Il governo Prodi e in particolare il ministro Ferrero avevano appesantito la vita quotidiana delle piccole imprese senza dare nessuna tutela reale ai lavoratori (basti pensare all’obbligo del lavoratore di certificare le dimissioni volontarie su modulo del Ministero del lavoro presso gli ispettorati del lavoro o le sedi del sindacato, misura che, nell’idea di verificare l’eventuale presenza di pochi casi di ricatto con dimissioni preformate, introduceva l’ennesimo meccanismo di controllo formale che penalizzava tutti senza rendere giustizia a chi vive sotto ricatto).

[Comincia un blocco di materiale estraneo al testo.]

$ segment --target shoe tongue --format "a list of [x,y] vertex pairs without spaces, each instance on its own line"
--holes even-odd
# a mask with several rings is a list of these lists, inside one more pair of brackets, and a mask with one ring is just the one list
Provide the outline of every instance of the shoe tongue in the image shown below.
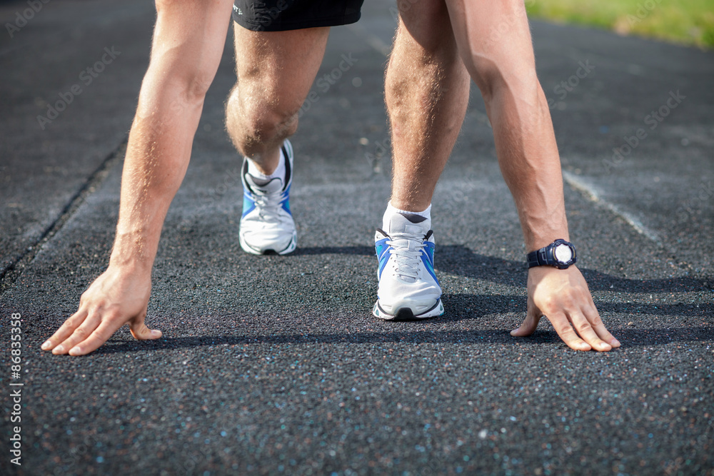
[[426,235],[431,228],[431,221],[416,213],[395,213],[389,218],[389,233]]
[[250,173],[246,173],[246,181],[251,186],[251,188],[260,193],[273,193],[283,188],[283,181],[278,177],[259,178]]

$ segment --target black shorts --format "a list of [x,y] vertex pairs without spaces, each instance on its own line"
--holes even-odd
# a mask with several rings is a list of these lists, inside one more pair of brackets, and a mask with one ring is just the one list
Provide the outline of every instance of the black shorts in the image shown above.
[[233,19],[253,31],[336,26],[359,19],[364,0],[235,0]]

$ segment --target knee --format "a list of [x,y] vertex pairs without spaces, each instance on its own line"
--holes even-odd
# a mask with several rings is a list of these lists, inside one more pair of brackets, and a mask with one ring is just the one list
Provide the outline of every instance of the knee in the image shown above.
[[498,61],[487,57],[472,61],[471,77],[487,103],[504,93],[529,102],[536,98],[540,85],[535,67],[523,67],[515,62]]
[[248,156],[292,136],[298,128],[301,105],[281,104],[263,97],[254,95],[243,98],[236,86],[226,103],[228,133],[235,146]]

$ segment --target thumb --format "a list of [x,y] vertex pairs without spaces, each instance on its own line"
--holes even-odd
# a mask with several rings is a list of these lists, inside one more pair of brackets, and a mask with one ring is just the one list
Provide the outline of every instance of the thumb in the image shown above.
[[146,311],[144,310],[141,314],[138,315],[136,319],[134,319],[129,324],[129,330],[131,332],[131,335],[134,336],[134,338],[137,340],[149,340],[151,339],[158,339],[161,337],[161,331],[159,329],[149,329],[144,324],[144,319],[146,317]]
[[526,319],[523,320],[523,323],[521,324],[521,327],[518,329],[514,329],[511,331],[511,335],[516,337],[526,337],[526,335],[531,335],[534,332],[536,332],[536,328],[538,328],[538,323],[540,322],[540,318],[543,317],[543,313],[536,307],[533,301],[528,299],[528,309],[526,313]]

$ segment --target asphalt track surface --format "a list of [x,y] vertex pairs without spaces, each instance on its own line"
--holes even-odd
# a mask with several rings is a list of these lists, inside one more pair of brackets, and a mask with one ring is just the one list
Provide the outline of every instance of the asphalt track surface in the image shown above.
[[[508,334],[525,312],[524,249],[476,88],[433,201],[446,313],[371,316],[395,21],[391,4],[366,3],[360,23],[333,29],[293,140],[297,251],[256,257],[238,243],[228,41],[154,270],[147,320],[164,337],[138,343],[124,328],[81,358],[39,345],[107,262],[154,7],[55,0],[2,31],[0,472],[712,474],[714,55],[533,22],[571,238],[623,344],[577,353],[545,320],[531,338]],[[26,8],[0,5],[2,24]],[[105,47],[120,54],[86,84]],[[353,61],[340,71],[343,55]],[[21,466],[9,452],[18,388]]]

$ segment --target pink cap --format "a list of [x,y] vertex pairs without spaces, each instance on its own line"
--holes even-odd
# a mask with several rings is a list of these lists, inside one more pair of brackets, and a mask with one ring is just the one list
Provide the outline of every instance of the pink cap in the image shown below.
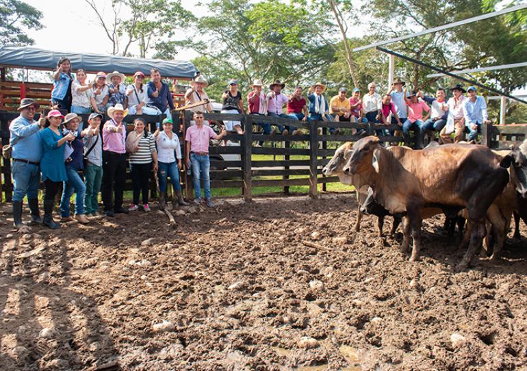
[[61,118],[64,118],[64,116],[62,114],[60,113],[60,111],[58,110],[51,110],[48,112],[47,118],[49,118],[50,117],[60,117]]

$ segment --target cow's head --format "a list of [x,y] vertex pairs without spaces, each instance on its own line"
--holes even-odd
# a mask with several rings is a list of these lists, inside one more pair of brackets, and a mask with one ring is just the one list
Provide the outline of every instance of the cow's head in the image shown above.
[[348,160],[351,157],[353,151],[353,144],[348,142],[340,146],[335,151],[335,154],[327,165],[324,166],[322,174],[326,177],[338,175],[344,173],[344,168]]
[[370,171],[372,166],[378,172],[378,164],[374,152],[380,146],[378,138],[375,136],[367,136],[357,140],[353,146],[351,157],[344,166],[344,172],[363,174]]
[[519,147],[513,147],[500,165],[511,168],[511,179],[520,196],[527,199],[527,139]]

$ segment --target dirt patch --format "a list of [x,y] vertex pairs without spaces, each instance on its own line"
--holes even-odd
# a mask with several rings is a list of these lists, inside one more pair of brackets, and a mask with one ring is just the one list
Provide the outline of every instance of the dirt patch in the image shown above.
[[350,195],[220,203],[176,231],[153,212],[12,235],[4,210],[2,368],[527,368],[525,237],[455,273],[442,217],[410,263],[373,217],[352,232]]

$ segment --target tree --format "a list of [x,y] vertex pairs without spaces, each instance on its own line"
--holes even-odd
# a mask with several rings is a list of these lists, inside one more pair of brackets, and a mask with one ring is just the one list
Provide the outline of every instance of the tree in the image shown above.
[[137,46],[140,57],[154,51],[154,57],[172,59],[181,44],[172,38],[194,19],[181,0],[112,0],[110,17],[105,17],[104,8],[95,0],[85,1],[112,42],[114,55],[130,56],[132,47]]
[[43,27],[42,12],[23,1],[0,0],[0,44],[3,45],[31,45],[34,40],[26,30]]

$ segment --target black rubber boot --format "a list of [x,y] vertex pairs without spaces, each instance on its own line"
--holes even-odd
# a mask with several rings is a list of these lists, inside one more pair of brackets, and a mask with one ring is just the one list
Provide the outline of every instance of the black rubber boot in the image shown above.
[[42,218],[40,218],[40,212],[38,209],[38,199],[27,200],[31,210],[31,221],[36,224],[42,224]]
[[57,229],[60,227],[60,225],[55,223],[51,216],[54,205],[54,200],[44,200],[44,220],[42,224],[51,229]]
[[13,201],[13,225],[17,229],[22,227],[22,201]]

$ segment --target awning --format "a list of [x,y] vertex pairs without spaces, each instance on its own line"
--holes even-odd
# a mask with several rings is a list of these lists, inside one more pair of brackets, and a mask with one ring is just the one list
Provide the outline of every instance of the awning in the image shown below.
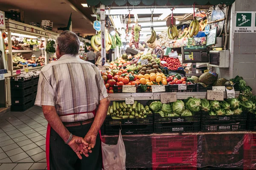
[[131,6],[137,6],[141,4],[145,6],[155,5],[192,5],[194,3],[198,5],[216,5],[224,3],[227,5],[233,4],[235,0],[87,0],[87,3],[95,6],[99,3],[105,6],[110,6],[114,3],[119,6],[126,5],[127,2]]

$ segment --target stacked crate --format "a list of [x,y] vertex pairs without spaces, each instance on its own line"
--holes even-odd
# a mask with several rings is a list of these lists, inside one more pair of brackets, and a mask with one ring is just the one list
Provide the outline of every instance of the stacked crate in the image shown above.
[[33,77],[25,78],[13,76],[11,79],[12,111],[23,111],[31,107],[33,103]]
[[153,137],[153,170],[196,170],[197,165],[197,135]]

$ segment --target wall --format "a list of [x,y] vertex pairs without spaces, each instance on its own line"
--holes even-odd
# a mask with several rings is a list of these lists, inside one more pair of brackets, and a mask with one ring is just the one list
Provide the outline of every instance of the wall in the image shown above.
[[[255,0],[236,0],[235,6],[235,11],[256,11]],[[233,76],[244,77],[256,94],[256,33],[234,33],[233,40]]]

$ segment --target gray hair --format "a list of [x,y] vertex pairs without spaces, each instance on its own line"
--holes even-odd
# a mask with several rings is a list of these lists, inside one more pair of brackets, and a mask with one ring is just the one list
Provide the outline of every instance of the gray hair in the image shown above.
[[77,55],[79,53],[80,41],[73,32],[66,30],[60,33],[55,43],[58,45],[61,54]]

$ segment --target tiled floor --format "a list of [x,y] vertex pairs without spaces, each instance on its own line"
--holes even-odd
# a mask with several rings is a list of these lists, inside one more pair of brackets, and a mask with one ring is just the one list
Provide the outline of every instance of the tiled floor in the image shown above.
[[47,169],[47,125],[38,106],[0,115],[0,170]]

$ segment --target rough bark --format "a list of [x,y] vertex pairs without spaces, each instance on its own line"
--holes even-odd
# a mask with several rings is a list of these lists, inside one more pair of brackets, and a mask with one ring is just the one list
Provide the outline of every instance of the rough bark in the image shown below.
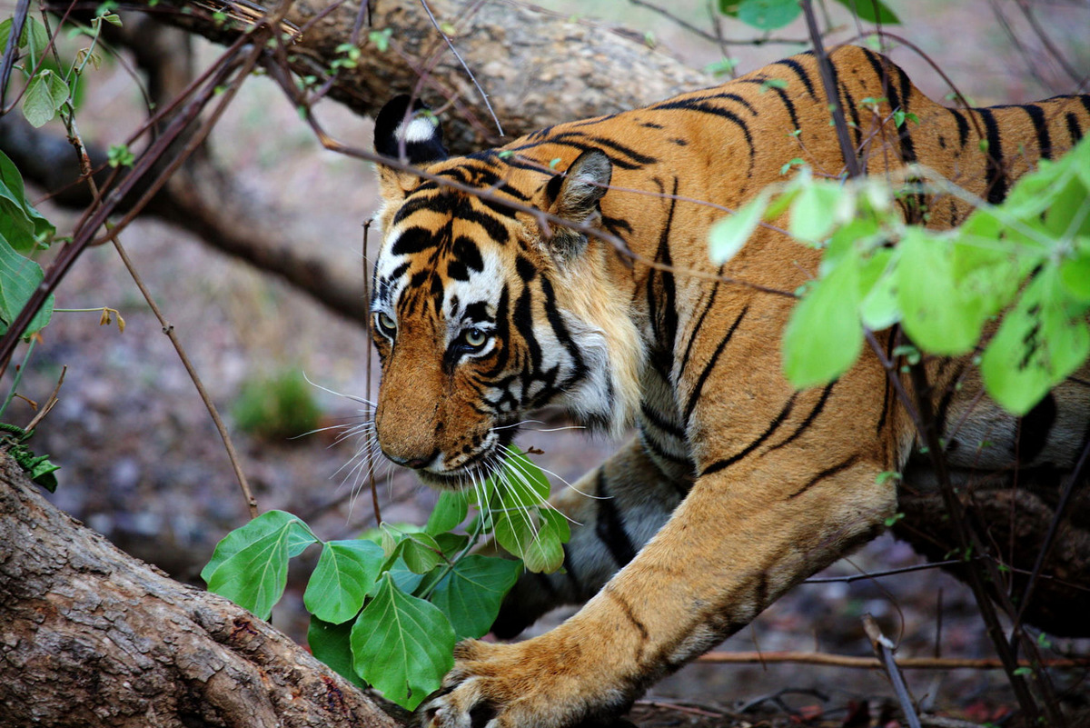
[[[266,0],[264,4],[277,3]],[[299,0],[288,13],[290,22],[305,28],[292,46],[290,58],[292,70],[301,75],[328,70],[339,56],[338,46],[352,37],[359,13],[355,3],[338,5],[311,25],[328,4],[325,0]],[[66,2],[51,5],[60,12]],[[234,37],[209,14],[181,15],[165,3],[156,3],[153,10],[148,0],[132,5],[143,5],[160,20],[173,21],[211,39]],[[365,24],[360,34],[364,50],[360,63],[338,72],[330,96],[358,113],[374,114],[391,96],[413,89],[426,71],[425,98],[436,107],[448,97],[456,98],[456,109],[446,114],[445,122],[448,145],[455,153],[500,141],[467,68],[489,94],[508,137],[566,119],[632,108],[710,83],[706,75],[669,56],[603,27],[571,23],[496,0],[436,0],[428,7],[438,22],[457,28],[452,40],[465,66],[447,48],[421,2],[377,0],[373,2],[371,24]],[[368,33],[386,28],[391,32],[390,48],[379,52],[367,40]],[[121,29],[110,27],[110,33],[113,43],[134,50],[137,63],[148,75],[152,98],[159,106],[168,104],[173,93],[184,86],[175,68],[179,64],[164,63],[165,57],[183,56],[177,34],[162,33],[138,16],[126,20]],[[626,83],[616,83],[619,73]],[[93,143],[88,146],[93,161],[105,165],[105,150]],[[9,114],[0,119],[0,149],[60,204],[90,204],[87,185],[78,182],[75,155],[63,137],[34,130],[17,114]],[[100,183],[109,171],[105,166],[102,169]],[[362,281],[339,274],[336,266],[315,255],[313,251],[320,250],[320,245],[286,238],[276,222],[278,215],[240,195],[239,189],[214,159],[197,157],[168,182],[145,211],[282,278],[331,312],[365,321]]]
[[[147,0],[136,2],[141,5]],[[276,7],[274,0],[261,4]],[[558,121],[581,119],[643,106],[711,83],[642,41],[601,26],[578,24],[499,0],[429,0],[436,20],[453,28],[451,40],[488,94],[509,138]],[[323,73],[338,58],[338,46],[352,37],[359,3],[349,0],[331,12],[327,0],[296,0],[286,20],[303,28],[292,46],[290,64],[300,75]],[[214,39],[223,32],[199,14],[166,20]],[[312,24],[313,23],[313,24]],[[448,25],[449,24],[449,25]],[[389,49],[368,41],[372,31],[390,31]],[[451,151],[463,154],[498,137],[481,94],[416,0],[373,0],[371,23],[359,36],[363,50],[354,69],[341,69],[330,89],[356,113],[374,114],[391,96],[421,83],[422,96],[436,107],[456,99],[445,118]],[[625,83],[617,83],[623,77]]]
[[305,650],[171,581],[0,459],[0,725],[396,728]]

Le nuove norme incoraggiano la propensione delle imprese ad assumere attraverso una “deregulation” e una semplificazione della gestione dei rapporti di lavoro e, nel complesso, sottendono una fiducia nella libertà e nella responsabilità degli attori del mercato del lavoro: un conto è sanzionare chi commette illeciti, un conto è diffondere una mentalità pseudo luddista e vetero classista nel sospetto preventivo della volontà truffaldina delle imprese. Questa rinnovata fiducia e l’abrogazione di regolamenti inutili ed inefficaci dovrebbero aiutare a ripristinare lo spirito iniziale della legge Biagi capace di favorire l’incontro fra domanda e offerta di lavoro. Chi ha attaccato in questi anni la presunta precarizzazione del lavoro dovuta alla flessibilità, continua a misconoscere il fatto che gran parte dei contratti interinali che escono dalla precarietà (secondo una ricerca del Crisp, centro di ricerca con sede presso l’Università Bicocca di Milano, in Lombardia lo diventa il 68% entro 2 anni) e che c’è stato in questi anni un decremento del tasso di disoccupazione (5,3 punti percentuali nel decennio 1998-2007) quasi miracoloso in una fase di recessione con un limitatissimo incremento del Pil.
Le prime scelte fatte dal ministro del lavoro sottendono, quindi, una visione positiva di uomo e società. Ci auguriamo che prosegua su questa strada, valorizzando, secondo il principio di sussidiarietà, le esperienze virtuose in atto.